PoCo is set to tighten its zoning rules to stop illegal secondary suites in new houses and duplexes

Tri-City News
June 6, 2019

city of poco
An example of the current home building in Port Coquitlam: “Two of the three new homes shown on the above image are designed to include an authorized secondary suite conforming to current regulations,” city staff wrote in a report. | City of Port Coquitlam
Port Coquitlam is set to tighten its zoning rules to stop illegal secondary suites in new houses and duplexes.
And it’s expected to make bylaw changes for living spaces below the floodplain — a move that would affect about 2,200 properties.
The proposed amendments for floor area ratio (FAR) exemptions; developments below the flood construction level; and cooking, laundry and bathroom facilities in dwelling units came before the city’s committee of council last week.
The planned amendments will go before council next Tuesday, with a public hearing to follow at a later date should council grant first reading.
Laura Lee Richard, PoCo’s director of planning and development services, told the committee many developers and builders are paying attention as the city looks to retool its legislation, which is aimed at public safety and to ease the pressure on infrastructure.
Splitting large basements into more than one secondary suite — following permits and inspections — is contrary to the city’s zoning regulations and the BC Building Code.
“Our neighbourhoods are not designed for these kind of spaces,” Richard said, adding area are facing street parking crunches as more people move into affordable accommodations.
Coun.
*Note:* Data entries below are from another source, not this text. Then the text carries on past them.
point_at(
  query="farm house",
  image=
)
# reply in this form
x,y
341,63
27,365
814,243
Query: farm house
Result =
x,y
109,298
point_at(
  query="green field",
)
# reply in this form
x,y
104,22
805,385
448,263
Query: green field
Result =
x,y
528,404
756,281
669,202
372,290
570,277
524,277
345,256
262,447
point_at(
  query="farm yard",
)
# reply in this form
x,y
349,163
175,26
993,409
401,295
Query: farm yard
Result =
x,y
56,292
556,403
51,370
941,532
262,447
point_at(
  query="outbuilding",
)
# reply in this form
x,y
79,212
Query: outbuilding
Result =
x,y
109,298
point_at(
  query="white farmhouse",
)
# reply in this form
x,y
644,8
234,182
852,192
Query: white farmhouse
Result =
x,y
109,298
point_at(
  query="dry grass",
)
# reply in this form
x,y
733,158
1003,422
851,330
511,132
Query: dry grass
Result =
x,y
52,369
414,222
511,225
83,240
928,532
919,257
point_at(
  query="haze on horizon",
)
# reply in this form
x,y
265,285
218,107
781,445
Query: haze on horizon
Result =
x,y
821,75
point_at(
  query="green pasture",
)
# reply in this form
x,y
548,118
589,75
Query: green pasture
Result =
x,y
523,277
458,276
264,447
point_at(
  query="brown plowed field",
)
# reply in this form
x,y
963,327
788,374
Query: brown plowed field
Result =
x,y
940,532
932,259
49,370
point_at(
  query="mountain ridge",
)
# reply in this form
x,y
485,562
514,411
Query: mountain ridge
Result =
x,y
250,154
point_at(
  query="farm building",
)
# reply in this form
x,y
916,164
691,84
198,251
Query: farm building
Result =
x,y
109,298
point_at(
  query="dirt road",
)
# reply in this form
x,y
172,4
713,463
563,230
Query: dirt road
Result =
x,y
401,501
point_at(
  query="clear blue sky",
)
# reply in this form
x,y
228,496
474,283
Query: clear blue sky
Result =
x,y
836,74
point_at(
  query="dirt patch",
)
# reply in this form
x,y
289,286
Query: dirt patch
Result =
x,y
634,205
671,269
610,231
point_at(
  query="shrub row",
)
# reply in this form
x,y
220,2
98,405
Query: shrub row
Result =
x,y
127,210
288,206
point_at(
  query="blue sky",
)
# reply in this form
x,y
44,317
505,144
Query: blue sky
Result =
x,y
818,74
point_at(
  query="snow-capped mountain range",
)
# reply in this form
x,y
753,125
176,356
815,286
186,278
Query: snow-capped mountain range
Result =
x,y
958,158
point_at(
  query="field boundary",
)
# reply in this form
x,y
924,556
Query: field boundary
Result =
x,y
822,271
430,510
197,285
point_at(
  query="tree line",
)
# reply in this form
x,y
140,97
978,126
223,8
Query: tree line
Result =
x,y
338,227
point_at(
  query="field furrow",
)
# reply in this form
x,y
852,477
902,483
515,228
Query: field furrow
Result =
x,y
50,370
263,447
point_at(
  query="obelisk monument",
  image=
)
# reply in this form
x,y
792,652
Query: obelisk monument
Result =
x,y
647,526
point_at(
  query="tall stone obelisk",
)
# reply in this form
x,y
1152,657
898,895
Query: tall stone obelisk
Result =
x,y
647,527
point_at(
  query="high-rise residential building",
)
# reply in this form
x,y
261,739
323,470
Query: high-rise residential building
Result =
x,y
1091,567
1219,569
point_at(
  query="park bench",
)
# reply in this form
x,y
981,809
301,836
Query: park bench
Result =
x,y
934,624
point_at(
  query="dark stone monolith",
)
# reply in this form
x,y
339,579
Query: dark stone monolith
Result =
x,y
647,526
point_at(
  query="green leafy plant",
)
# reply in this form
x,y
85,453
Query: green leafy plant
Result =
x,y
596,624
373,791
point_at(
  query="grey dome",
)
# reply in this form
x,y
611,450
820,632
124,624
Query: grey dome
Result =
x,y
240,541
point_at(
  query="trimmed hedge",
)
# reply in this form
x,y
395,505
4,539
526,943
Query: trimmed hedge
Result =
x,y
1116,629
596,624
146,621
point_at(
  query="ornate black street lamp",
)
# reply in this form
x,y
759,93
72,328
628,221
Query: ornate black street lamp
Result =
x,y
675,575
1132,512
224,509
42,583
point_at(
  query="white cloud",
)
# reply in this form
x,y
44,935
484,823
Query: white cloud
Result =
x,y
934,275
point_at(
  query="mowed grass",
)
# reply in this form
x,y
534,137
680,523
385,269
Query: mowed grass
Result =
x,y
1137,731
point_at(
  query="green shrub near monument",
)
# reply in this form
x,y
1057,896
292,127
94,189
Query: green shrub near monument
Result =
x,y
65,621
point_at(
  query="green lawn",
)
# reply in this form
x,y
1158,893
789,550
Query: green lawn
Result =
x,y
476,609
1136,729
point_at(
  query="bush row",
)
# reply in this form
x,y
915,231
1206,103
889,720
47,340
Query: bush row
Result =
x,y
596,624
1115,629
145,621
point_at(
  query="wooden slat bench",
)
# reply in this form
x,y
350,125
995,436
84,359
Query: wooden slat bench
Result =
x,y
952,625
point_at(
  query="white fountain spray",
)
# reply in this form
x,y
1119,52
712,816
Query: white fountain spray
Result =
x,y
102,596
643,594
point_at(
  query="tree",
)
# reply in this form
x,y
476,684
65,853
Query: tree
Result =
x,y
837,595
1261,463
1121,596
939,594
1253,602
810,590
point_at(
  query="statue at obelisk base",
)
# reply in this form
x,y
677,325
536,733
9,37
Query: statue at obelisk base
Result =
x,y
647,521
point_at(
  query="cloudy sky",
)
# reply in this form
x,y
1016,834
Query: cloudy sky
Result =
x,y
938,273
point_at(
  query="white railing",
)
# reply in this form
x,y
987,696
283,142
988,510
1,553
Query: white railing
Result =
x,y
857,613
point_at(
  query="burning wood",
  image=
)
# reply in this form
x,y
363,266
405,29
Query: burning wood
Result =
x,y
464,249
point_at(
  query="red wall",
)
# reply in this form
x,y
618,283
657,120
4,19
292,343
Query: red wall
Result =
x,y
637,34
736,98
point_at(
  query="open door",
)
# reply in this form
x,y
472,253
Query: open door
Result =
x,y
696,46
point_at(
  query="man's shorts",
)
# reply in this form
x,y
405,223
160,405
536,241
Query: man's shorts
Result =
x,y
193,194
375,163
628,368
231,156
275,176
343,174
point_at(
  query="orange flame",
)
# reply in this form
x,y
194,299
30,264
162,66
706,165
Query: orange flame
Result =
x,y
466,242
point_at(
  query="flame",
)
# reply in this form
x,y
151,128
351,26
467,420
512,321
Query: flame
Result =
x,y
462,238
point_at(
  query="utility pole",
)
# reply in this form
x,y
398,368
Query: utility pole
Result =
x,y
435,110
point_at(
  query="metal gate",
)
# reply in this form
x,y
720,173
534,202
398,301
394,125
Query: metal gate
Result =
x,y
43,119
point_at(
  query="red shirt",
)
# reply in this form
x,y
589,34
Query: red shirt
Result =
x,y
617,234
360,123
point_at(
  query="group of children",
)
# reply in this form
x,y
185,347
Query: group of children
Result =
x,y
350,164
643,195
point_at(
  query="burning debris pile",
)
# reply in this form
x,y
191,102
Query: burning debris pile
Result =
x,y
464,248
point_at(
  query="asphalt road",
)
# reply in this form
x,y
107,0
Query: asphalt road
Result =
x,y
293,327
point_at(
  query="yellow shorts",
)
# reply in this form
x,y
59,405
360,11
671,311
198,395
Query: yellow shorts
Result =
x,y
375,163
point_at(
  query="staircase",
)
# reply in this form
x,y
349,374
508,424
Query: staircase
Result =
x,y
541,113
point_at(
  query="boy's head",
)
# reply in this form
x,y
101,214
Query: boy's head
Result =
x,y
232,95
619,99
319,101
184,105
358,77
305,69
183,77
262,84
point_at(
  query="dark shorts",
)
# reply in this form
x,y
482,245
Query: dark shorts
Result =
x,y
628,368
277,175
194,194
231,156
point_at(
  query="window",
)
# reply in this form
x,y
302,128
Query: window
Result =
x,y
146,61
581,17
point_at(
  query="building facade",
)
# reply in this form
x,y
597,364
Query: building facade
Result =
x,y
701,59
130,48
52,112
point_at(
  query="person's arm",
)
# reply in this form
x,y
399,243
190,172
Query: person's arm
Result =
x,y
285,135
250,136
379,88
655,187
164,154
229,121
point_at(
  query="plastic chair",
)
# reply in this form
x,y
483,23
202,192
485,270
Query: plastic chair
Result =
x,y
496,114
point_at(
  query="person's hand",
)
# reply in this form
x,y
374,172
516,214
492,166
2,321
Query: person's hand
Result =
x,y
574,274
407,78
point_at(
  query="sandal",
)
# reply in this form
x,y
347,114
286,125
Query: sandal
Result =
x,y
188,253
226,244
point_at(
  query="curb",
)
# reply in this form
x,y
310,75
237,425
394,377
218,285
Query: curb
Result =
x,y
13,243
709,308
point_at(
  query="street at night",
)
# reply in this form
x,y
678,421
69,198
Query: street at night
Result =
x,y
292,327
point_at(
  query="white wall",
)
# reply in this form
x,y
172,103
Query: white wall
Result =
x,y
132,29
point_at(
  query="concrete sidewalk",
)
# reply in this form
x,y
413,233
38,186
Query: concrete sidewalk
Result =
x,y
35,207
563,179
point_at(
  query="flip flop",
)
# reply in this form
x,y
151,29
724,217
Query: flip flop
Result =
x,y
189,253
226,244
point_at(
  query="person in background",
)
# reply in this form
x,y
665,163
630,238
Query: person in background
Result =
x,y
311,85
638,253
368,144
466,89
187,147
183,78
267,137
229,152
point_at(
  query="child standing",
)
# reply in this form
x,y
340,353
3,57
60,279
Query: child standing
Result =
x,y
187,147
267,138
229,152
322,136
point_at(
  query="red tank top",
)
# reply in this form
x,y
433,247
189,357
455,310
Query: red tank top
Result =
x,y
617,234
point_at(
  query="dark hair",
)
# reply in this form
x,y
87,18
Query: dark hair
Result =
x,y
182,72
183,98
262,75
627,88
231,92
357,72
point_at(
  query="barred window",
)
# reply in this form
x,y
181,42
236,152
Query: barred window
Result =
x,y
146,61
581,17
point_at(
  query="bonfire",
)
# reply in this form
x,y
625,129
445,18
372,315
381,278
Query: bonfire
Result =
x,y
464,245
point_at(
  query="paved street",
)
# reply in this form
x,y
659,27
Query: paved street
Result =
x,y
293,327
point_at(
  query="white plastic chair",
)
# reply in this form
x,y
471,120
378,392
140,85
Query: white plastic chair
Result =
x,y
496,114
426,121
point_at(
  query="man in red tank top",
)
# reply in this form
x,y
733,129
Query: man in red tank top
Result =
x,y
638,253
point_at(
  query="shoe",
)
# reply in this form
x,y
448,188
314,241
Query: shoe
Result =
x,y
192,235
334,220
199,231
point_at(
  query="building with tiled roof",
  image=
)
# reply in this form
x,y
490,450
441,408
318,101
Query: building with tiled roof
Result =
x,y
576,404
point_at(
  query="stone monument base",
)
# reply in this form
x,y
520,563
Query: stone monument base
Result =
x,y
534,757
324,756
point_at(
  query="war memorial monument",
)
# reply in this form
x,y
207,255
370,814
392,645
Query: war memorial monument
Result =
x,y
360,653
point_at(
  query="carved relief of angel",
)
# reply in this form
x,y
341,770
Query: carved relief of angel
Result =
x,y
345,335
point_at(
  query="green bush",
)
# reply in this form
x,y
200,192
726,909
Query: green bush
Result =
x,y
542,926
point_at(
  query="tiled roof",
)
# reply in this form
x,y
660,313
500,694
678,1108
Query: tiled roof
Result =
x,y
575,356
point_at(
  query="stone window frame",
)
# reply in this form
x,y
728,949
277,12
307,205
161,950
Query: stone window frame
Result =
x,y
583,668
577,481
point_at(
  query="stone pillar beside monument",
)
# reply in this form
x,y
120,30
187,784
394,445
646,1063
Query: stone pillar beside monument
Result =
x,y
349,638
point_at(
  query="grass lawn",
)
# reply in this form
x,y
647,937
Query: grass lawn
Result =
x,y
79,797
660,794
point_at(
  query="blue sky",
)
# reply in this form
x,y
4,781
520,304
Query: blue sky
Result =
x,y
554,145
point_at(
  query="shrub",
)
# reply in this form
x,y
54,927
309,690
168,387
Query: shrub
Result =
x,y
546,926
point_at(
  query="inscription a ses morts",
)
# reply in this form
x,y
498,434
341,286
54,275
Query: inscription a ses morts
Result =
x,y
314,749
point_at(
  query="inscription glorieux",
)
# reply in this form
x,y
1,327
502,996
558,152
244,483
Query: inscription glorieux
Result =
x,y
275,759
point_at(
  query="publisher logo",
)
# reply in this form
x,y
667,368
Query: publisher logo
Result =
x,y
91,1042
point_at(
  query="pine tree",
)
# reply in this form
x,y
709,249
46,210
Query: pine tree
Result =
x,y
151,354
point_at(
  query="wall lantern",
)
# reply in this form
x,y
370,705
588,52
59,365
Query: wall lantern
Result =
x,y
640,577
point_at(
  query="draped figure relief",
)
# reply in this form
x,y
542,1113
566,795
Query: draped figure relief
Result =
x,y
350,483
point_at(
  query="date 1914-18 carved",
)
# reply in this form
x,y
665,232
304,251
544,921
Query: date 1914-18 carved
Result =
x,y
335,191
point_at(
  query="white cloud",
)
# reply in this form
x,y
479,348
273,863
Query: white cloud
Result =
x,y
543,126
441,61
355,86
Laura Dupont said the zoning amendments pertaining to floodplain levels are “long overdue” as waters continue to rise with climate change, and living spaces below the floodplain prone to flooding.
Under the proposed rules to limit FAR exemption for areas within a basement, the current exempt basement area would go from:
  • 1,007 sq. ft to 604 sq. ft for a small lot;
  • 1,952 sq. ft. to 1,171 sq. ft. for a large lot;
  • and 1,980 sq. ft. to 1,080 sq. ft. for a duplex.
In short, the change would require that any floor area that exceeds the exemption of 0.15 times the lot area must be counted.
As for building below the floodplain elevation, the city plans to restrict the number and size of non-habitable rooms; crawl spaces also won’t be able to have windows or external door openings.
And the city intends to limit cooking areas, bathrooms and laundry facilities to the principal residence and one secondary suite only.
Coun. Darrell Penner said he would like bylaw officials to take more proactive enforcement to crack down on current illegal secondary suites.